Writer and researcher
In recent times, writers, journalists, singers, theatre workers, filmmakers and other creative people have been subjected to heavy censorship and surveillance. It is bad not only for creatives in the field, but also for the country itself. The dearth of good plays, films, or novels in recent times is a result of this new culture of censorship.
Adarsha has already been banned from participating in this year's Boi Mela. What is the basis of this exclusion? Who are making these decisions? Bureaucrats? Does that mean that they get to judge culture and give out certificates to whom and what they like?
The way we are hearing about the monitoring of books and book stalls, one would think that writers and artists are enemies of the state. But were they not the first ones to involve themselves in our struggle for liberation and democracy?
I believe that the main message of this monitoring is to tell talented writers, artists, and dissenters to leave the creative sector. And that is exactly what is happening in reality. I have seen many creative friends leave everything behind. Many are looking for other jobs. Others are working (or fighting tooth and nail) to survive through their work. This goes on to show the sorry state of the creative field in Bangladesh.

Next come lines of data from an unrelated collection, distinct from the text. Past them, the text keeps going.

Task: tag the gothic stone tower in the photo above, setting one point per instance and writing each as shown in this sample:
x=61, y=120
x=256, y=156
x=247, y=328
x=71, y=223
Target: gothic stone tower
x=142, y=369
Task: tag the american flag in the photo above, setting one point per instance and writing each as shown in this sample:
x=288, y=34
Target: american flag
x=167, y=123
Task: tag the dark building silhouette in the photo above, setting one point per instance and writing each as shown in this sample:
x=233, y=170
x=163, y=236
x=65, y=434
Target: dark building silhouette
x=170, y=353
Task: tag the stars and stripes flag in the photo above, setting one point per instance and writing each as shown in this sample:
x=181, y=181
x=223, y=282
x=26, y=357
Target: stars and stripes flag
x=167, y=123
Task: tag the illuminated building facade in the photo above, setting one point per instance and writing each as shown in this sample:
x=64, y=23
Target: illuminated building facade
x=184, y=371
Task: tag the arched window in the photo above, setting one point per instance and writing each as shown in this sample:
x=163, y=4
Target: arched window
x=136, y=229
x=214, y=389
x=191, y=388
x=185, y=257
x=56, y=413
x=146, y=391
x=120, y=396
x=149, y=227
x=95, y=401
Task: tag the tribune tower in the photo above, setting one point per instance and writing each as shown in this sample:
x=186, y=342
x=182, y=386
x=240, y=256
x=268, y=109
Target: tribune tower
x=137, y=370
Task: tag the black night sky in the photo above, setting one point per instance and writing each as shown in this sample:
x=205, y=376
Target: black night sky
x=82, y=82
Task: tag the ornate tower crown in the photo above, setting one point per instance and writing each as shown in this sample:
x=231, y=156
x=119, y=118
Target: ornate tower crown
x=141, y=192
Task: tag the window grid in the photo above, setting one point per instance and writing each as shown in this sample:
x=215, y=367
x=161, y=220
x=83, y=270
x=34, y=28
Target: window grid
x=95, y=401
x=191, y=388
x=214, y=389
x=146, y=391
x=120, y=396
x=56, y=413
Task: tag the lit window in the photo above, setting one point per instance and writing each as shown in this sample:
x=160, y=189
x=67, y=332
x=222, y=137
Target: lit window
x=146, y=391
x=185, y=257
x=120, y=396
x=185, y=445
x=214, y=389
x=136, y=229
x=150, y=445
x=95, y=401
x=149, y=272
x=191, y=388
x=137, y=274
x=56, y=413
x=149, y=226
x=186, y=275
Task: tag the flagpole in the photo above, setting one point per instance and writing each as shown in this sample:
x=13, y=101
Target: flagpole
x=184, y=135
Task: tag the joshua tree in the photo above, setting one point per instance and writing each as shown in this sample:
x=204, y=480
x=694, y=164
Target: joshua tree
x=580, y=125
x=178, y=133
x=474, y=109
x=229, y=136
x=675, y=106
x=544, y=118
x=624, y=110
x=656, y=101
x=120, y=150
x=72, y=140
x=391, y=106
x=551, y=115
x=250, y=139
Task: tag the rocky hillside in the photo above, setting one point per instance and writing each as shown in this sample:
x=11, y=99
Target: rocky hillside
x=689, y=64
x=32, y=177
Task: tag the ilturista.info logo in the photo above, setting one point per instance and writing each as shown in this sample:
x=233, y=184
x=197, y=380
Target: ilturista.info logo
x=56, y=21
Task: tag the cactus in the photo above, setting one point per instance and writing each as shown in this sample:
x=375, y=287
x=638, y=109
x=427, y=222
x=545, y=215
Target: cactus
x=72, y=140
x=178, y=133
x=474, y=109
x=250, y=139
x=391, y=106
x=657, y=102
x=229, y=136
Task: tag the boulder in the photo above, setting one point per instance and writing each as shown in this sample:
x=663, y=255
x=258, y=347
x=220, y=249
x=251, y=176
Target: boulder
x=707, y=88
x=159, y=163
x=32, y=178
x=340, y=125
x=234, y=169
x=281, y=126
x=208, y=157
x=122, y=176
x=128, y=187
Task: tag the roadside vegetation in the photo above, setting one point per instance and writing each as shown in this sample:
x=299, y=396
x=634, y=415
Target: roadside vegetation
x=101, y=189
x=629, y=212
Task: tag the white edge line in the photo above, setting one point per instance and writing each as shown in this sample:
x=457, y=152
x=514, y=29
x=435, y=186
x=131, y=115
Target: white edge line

I don't believe that we will get redress from the government in this matter. The only way out is a total reform of the state.
If we want to change and redress, we must work for an overhaul of the state system and build a system that aligns with the expectations of the people. Only then can intellectuals freely think and publish with responsibility. I believe that writers and thinkers are now faced with another political struggle. The sooner they realise it, the better.
This year's Boi Mela is especially significant. Boi Mela did not take place properly in the last two years. The Boi Mela did take place in 2021 and 2022, but people were reluctant to join the mela because of Covid concerns. This will be the first proper Boi Mela after 2020, meaning that it's the first in the post-Covid era. People, now, are not afraid like before. Therefore, we expect that this Boi Mela will be much better than the ones before.
However, because of various reasons including the Russia-Ukraine war and the price hike of everyday commodities, the purchasing power of book buyers may be affected. We are all spending a lot more now than before, even on transportation costs. The price of paper has has almost doubled. But the prices of books have gone up by only 25-30 percent. We are hoping that the readers will get acclimated to this soon. We expect that the turnout will be good.
Being a new publisher has its own challenges, but it has its benefits too. There are a lot of publishers who are not here for the business, but only because they are book enthusiasts. A lot of publishers are young. For that, open space and professionalism is necessary. The publication houses need to work year-round, not just wait for the Boi Mela. Everyone should work on this. I agree that the overall situation is now getting better and I hope that this trend will continue in the days to come.
However, there are some concerns that need to be addressed. Not giving a stall to a specific reputed book publisher because of some specific books is definitely a bad example. This never happened before. Whatever the reason may be, this is certainly bad. This will shrink the space for publications in the country.
Associate Professor of Sociology, Dhaka University
Boi Mela is a platform that is supposed to uphold the ideas of freedom of expression, the rights to exercise knowledge, and the right to new ideas and research that challenge hegemonic discourses. That is the Boi Mela that I know. But that is not, sadly, what we see.
This year, Adarsha was not given a stall. But this is not the first instance of something like this happening. We have seen it before as well. In the very recent past when the bloggers were killed, including Avijit Roy, the very same space was used. But the state was unable to give them protection at that time. On the contrary, the government itself jailed bloggers and curtailed their freedom instead. In terms of the state's actions against those who use violence against words, we have seen delays in getting justice. The space for civil and intellectual discussions through words has shrunk: be it Avijit Roy's book or Faham Abdus Salam's book.
If someone wants to refute the points of the published books, they are free to write a book as a rebuttal. But resorting to violence cannot be an option. The sort of cancelling and censorship that we are seeing is not at all conducive to a free environment. We know that the Ekushey Boi Mela is an occasion for our language and culture that signifies our freedom as a nation. Bangla Academy right now is very much deviating from those ideals by targeting publishers and books and we must stand against that.
I would also expect that our publishers will be cognizant of the environment when they promote their products. They should not wrap the whole place with PVC printed banners. The Bangla Academy should attempt to recycle these banners to make the Boi Mela more environmentally friendly.